The bedroom was my prison for not five minutes, as the guy promised, but for the length of over two CDs—McCartney’s latest (the title of which I cannot recall), They Might Be Giants “Lincoln” album, and the first song of a Christmas album, which was soon changed over to James Taylor. I sat in my room and refused to come out. I did hear the salesman ask GAH “if the wife was around” and my husband said, “She won’t come out. She’s resting.” I was fuming. I couldn’t rest because there was a complete stranger in my house, wasting my husband’s precious dish-washing time! How was the kitchen going to get clean if he was sitting there watching some self-described “farm boy from Iowa” sprinkle baking soda and topsoil onto the carpeting and then make it disappear with a wave of his magic vacuum hose?
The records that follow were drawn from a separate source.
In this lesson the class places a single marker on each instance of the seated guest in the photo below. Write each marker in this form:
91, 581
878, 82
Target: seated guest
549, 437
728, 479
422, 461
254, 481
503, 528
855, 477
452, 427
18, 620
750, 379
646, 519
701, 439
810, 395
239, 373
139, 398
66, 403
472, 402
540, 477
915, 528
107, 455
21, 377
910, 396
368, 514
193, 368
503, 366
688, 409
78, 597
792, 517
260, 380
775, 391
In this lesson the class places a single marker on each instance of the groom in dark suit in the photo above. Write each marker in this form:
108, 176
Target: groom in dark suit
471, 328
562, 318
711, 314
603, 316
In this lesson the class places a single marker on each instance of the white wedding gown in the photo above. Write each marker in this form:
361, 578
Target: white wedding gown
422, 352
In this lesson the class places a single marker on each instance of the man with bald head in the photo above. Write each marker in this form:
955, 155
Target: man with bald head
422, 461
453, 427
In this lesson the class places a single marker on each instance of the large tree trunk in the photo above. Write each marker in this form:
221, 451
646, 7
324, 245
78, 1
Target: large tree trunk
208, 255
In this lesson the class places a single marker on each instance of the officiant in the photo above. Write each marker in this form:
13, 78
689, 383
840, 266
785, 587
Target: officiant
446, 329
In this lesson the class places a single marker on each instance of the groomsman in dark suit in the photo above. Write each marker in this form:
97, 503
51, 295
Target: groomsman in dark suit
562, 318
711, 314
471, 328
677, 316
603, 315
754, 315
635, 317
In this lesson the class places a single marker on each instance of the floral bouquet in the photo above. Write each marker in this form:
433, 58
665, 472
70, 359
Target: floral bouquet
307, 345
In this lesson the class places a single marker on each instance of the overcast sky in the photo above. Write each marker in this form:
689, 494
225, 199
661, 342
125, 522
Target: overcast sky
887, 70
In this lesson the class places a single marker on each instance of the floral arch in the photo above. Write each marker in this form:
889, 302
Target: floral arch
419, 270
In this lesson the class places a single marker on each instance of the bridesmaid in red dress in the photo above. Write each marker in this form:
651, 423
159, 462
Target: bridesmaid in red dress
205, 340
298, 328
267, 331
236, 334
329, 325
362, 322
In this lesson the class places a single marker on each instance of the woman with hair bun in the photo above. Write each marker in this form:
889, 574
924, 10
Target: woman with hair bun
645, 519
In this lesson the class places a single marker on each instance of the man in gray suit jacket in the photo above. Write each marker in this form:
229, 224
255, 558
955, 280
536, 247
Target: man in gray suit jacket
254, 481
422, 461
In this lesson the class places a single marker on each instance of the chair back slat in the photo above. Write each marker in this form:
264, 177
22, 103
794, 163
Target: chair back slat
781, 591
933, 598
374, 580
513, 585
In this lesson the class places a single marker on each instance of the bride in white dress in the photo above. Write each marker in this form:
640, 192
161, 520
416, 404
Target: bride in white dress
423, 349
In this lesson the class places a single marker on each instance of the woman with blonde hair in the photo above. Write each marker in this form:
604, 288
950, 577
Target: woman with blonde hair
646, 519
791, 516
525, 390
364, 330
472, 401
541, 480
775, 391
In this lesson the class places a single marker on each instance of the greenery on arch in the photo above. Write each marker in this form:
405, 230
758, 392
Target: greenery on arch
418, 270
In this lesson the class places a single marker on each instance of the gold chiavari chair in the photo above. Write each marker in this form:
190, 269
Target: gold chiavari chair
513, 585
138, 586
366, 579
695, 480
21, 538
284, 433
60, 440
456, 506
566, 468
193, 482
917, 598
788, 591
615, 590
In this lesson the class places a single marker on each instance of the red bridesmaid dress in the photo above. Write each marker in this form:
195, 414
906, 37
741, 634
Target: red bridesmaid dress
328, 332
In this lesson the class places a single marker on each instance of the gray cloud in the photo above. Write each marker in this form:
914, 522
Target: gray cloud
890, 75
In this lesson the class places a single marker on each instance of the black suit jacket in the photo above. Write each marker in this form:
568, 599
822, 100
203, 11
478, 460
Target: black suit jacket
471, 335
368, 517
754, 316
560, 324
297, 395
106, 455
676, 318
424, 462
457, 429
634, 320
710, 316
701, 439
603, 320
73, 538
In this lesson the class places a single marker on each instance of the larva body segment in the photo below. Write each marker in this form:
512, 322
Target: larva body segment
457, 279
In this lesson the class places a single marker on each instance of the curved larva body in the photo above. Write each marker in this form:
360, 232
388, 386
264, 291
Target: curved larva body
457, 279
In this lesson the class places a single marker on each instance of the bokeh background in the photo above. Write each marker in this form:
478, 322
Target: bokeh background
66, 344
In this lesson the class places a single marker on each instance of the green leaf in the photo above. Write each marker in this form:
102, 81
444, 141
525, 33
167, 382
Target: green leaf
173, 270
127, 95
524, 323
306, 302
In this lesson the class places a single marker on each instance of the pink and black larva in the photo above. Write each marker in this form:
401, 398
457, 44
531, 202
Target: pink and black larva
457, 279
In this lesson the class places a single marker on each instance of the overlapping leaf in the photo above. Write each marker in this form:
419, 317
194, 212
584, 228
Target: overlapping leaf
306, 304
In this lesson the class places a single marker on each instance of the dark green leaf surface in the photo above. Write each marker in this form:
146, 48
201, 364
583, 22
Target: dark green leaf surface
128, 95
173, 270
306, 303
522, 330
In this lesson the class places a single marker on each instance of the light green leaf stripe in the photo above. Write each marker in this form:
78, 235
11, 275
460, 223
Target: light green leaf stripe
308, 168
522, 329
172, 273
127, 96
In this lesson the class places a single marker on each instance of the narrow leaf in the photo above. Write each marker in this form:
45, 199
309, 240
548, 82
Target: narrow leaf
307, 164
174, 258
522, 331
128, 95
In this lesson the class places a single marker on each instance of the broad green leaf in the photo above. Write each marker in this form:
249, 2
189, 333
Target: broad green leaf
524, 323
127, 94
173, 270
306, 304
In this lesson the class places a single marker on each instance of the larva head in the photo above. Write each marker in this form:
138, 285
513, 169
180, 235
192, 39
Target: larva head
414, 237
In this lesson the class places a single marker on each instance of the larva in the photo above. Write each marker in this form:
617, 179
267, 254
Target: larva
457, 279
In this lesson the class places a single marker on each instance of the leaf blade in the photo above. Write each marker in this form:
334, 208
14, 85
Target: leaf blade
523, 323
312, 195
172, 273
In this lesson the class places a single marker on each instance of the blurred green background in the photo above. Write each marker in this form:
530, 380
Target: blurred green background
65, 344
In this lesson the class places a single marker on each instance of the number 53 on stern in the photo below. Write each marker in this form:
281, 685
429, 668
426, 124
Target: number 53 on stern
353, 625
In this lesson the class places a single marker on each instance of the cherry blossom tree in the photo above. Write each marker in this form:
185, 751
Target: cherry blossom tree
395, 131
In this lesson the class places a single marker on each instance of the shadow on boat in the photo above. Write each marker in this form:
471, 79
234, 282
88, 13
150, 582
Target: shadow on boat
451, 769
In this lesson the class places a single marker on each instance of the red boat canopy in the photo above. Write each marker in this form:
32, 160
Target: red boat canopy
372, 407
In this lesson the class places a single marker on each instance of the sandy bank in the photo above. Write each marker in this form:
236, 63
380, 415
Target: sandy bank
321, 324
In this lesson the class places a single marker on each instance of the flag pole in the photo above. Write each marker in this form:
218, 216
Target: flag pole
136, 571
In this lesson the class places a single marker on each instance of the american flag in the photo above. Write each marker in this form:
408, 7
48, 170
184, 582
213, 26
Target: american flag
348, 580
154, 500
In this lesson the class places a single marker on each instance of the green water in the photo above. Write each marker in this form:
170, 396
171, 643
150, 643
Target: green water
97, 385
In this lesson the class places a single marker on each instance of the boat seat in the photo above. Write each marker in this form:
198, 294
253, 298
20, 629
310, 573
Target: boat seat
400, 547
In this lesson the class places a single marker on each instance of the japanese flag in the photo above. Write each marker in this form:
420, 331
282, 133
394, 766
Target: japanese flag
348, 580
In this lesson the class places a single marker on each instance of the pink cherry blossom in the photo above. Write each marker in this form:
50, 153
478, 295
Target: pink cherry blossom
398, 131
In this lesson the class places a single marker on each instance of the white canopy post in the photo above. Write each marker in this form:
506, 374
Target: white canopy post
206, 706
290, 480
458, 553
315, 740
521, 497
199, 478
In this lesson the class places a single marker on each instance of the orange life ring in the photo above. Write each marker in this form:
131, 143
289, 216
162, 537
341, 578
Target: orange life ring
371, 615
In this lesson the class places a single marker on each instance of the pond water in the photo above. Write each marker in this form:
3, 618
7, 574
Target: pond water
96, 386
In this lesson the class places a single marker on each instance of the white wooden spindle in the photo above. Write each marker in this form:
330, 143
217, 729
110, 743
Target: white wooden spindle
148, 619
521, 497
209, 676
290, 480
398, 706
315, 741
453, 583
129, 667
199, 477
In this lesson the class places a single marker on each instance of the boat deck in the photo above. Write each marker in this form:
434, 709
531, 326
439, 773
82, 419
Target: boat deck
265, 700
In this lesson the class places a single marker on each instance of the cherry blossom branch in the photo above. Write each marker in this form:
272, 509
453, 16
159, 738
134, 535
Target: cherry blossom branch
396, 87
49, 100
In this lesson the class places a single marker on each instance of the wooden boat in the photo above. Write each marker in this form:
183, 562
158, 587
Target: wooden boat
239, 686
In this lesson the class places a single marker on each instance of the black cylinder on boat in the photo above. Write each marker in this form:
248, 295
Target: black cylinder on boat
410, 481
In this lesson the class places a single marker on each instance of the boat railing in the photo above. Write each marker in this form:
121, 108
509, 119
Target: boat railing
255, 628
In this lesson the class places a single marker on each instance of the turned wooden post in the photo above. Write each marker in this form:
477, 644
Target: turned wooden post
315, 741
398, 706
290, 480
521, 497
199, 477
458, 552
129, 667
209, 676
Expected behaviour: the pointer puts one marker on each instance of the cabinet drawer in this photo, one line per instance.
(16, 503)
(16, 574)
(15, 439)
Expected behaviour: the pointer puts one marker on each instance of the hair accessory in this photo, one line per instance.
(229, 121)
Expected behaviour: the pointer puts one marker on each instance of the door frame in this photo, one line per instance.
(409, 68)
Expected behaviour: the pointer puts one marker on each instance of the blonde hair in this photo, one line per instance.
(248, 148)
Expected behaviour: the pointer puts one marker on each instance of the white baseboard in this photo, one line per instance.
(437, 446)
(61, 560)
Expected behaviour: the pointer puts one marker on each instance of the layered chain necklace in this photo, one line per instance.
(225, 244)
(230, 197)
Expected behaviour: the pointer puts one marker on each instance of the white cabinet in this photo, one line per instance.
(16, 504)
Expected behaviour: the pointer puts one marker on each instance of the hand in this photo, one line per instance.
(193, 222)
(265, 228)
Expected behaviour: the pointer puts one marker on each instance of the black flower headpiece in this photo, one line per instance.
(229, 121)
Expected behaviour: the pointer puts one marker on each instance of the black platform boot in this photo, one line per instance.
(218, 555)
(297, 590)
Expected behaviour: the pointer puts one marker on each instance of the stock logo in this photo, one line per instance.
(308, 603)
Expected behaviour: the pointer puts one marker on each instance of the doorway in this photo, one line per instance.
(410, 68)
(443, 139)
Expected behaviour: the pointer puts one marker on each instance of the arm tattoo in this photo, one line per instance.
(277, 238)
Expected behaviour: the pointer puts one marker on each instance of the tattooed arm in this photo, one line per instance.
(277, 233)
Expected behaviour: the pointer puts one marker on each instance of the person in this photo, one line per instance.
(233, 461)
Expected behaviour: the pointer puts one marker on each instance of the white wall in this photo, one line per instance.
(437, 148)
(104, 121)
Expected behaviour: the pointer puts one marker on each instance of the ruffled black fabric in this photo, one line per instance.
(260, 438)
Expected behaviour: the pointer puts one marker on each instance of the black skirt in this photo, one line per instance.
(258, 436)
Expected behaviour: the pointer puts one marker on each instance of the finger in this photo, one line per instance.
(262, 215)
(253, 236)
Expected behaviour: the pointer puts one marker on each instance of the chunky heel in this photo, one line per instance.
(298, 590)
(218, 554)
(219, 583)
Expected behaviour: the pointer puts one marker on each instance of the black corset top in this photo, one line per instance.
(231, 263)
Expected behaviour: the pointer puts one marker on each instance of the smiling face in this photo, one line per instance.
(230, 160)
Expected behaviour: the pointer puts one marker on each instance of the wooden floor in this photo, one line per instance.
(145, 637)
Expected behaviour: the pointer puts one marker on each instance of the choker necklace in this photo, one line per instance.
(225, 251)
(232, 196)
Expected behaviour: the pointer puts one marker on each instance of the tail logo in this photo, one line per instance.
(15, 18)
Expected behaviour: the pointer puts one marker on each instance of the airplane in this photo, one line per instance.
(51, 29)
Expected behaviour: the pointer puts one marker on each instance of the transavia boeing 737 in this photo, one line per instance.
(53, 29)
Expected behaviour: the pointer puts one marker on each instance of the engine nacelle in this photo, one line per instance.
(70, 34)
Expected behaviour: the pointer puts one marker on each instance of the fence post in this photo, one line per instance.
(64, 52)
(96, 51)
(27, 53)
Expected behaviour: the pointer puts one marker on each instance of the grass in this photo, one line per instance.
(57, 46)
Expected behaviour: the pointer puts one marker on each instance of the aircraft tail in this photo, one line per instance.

And guess how much Iowa farm boy wanted for his machine? First of all, consider a cheap Bissell from Target—which we own—is $70. Yes, it’s cheap. I know it’s not getting all the microscopic dirt up—heck, sometimes it doesn’t even suck up the stuff I can see. Yes, my carpet and furniture are dirty and will someday have to be replaced because it’s wearing out. The whole REASON that I have a disgusting carpet is NOT because I don’t own the vacuum that my son said took ten minutes just to unpack (my son watched because he loves vacuum cleaners), but because I have five children and two cats! So I was thinking, as I overheard the pitchman going into verbal paroxysms of joy over his hose and canister (and if that’s not an innuendo, I don’t know what is), what, like $500 maybe? $700? Nope, not even close, sisters. $60 a month FOR THREE YEARS. $60 times 12 months is $720. $720 times 3 years is **GASP** $2160!!!!!!!! For a freaking glorified broom, lint brush, and dustrag! He kept telling my husband stories of people on food stamps who bought this vacuum because it was so wonderful and money-saving! I might agree that it does a really good job, but does it do $2090 worth of a better of a job than my $70 Bissell Clean-view Bagless? To quote movie star and master of the English language, Will Smith, “Oh, HELL, no!”
I had to laugh, though, when Mr. Iowa was telling GAH about how much money we could save on carpet replacement if we bought his vacuum and my husband said, “We don’t like this carpet. We’d rather have the new carpet than a new vacuum.” Unfortunately, that comment did nothing to dissuade or discourage the salesman. My husband, in my opinion, was way too nice in letting the man ramble on. I wouldn’t have even let the man in to clean the furniture. And even if I did, after 10 minutes I would have said, “Your five minutes ended five minutes ago. I am really busy so you’ll have to go.” Maybe I should have gone out there, but I didn’t want to be witchy in front of my husband. Besides, GAH let the guy in, he could extricate himself from the sales pitch. Finally Mr. Iowa gave up (not soon enough, though, I was beginning to starve in the bedroom, having not a single Snickers bar in there with me. I’ll have to plan ahead next time). I did have faith in advance that my husband would not buy it. If I was worried about GAH falling for the hype, I would have marched out there and dragged FarmBoy out the door by his hose.
Get this: when he finished packing up his vacuum, he asked if he could hang out downstairs and catch a few minutes of the 4th (and ultimately FINAL--Yay BoSox!) game of the World Series because his ride wasn’t back to pick him up yet. I almost bought the machine right then and there to vacuum up the unwanted, hard-to-get-rid-of sediment that had just deposited itself on my basement couch. It would have been worth every penny.